The Guardian 2 March, 2005

Togolese political crisis

Ron Bunyon

The Togolese people are resisting an extra-constitutional power grab initiated by the son of the late president, General Gnassingbe Eyadema, who died of a heart attack on February 5 at the age of 69. Gnassingbe Eyadema led the Togolese Republic for 38 years, making him Africa's longest ruling leader.

Togo is situated in West Africa along the coast of Gulf of Guinea and sandwiched between Ghana and Benin. It stretches for 600 kilometres going north from the ocean and is only 160 kilometres across at its widest point.

Despite a constitutional provision that says the speaker of the National Assembly is next in line to head the country, the president's son, Faure Gnassingbe, seized power on the same day with the support of the military. The dominance of the Kabiye ethnic group within the military, the ancestral group of the late president, was regarded as a factor in the military's decision.

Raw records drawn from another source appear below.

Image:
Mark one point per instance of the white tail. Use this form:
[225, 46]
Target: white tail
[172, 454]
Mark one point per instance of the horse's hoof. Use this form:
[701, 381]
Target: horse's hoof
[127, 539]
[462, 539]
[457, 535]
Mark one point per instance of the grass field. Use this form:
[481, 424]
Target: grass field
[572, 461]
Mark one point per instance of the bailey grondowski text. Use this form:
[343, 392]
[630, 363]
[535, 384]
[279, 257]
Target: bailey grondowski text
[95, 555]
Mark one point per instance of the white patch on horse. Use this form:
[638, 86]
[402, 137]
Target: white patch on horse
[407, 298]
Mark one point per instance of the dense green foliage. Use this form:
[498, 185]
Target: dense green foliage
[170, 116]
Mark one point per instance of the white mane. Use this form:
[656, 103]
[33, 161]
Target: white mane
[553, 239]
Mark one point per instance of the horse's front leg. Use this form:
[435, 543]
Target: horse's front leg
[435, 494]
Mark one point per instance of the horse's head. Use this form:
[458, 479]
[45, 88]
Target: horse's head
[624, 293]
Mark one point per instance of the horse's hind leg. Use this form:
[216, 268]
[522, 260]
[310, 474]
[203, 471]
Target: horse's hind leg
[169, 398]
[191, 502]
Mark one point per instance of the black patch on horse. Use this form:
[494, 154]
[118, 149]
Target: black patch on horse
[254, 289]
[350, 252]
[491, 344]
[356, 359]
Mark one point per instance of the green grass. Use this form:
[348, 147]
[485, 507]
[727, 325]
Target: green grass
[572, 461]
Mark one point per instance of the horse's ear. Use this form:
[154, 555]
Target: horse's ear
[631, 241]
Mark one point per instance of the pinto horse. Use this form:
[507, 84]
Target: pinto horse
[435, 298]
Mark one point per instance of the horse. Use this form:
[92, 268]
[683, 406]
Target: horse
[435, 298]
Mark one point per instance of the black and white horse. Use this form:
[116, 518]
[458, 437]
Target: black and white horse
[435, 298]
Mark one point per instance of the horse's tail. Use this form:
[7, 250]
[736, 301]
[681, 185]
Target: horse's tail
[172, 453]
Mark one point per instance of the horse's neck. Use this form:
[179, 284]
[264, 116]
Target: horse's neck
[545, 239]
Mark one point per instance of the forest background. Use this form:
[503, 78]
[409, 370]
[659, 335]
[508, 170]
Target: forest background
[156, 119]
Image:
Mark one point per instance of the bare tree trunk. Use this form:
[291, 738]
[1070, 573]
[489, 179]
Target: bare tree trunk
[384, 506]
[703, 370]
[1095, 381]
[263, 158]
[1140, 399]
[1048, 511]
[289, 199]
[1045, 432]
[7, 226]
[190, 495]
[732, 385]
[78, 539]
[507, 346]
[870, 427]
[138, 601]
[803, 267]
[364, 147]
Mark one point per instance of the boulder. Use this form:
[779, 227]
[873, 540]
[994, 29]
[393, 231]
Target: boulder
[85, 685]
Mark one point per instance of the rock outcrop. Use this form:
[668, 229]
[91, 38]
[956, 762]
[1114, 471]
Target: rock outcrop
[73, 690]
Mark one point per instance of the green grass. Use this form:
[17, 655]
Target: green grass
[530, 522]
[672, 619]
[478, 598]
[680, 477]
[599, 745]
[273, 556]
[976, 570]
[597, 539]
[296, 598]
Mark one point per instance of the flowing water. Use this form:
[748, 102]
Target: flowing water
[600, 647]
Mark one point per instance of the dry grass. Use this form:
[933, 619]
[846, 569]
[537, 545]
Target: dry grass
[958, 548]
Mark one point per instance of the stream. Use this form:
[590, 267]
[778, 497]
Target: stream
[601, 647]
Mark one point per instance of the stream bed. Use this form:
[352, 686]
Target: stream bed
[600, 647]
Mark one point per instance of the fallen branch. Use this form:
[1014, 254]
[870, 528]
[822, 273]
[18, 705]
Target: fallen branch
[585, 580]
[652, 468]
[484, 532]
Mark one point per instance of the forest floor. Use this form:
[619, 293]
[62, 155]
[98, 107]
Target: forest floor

The National Assembly hastily amended the constitution to allow Faure Gnassingbe's accession to power, but several African leaders quickly condemned the action as unlawful. South African President Thabo Mbeki, for example, called these manoeuvres an "unconstitutional charade".

The sub-regional Economic Community of West African States swiftly imposed sanctions on Togo, including suspension from its activities, the recall of ambassadors, an arms embargo and a travel ban on Togolese leaders. It demanded the immediate handover of power to the rightful successor, parliamentary speaker Fambare Natchaba Ouattaba.

The possibility of military intervention by Nigeria, whose leader, President Olusegun Obasanjo, is the current chairperson of the Africa Union, has not been ruled out.

In response to international pressure, including from the African Union's Peace and Security Council, Faure Gnassingbe announced that a presidential election would be held within 60 days. He has refused to step down in the interim, however.

A demonstration of nearly 10,000 angry citizens in Lome, the nation's capital, on February 19 reflected growing opposition to the power grab. A week earlier at least three demonstrators were killed in clashes with police. Union leaders have encouraged general strikes against the government, and protests show no sign of abating.

Since the former president's demise, a media crackdown has occurred. Two television stations and seven privately owned radio stations have been closed. The organisation that regulates national media, ART&P, abruptly stipulated that media outlets pay outstanding financial obligations or be shut down.

About 21 ethnic groups comprise a total population of about 5.5 million people in Togo. The economy is mainly agricultural, with coffee, cocoa and cotton among its most important crops. Its biggest money maker is the mining and export of phosphates.

A French colony until its independence was granted in 1960, Togo remained closely aligned with France throughout Gnassingbe Eyadema's four decades of rule. The French government often came to his defence when he was criticised in international forums for violating democratic and human rights, and the French military still has troops, air bases, and naval bases in the capital.

As in many other African nations, Togo's people have suffered under economic austerity measures imposed by the International Monetary Fund and the World Bank. An estimated 70 percent of Togo's population lives on less than a dollar a day. The average life expectancy is 53 years.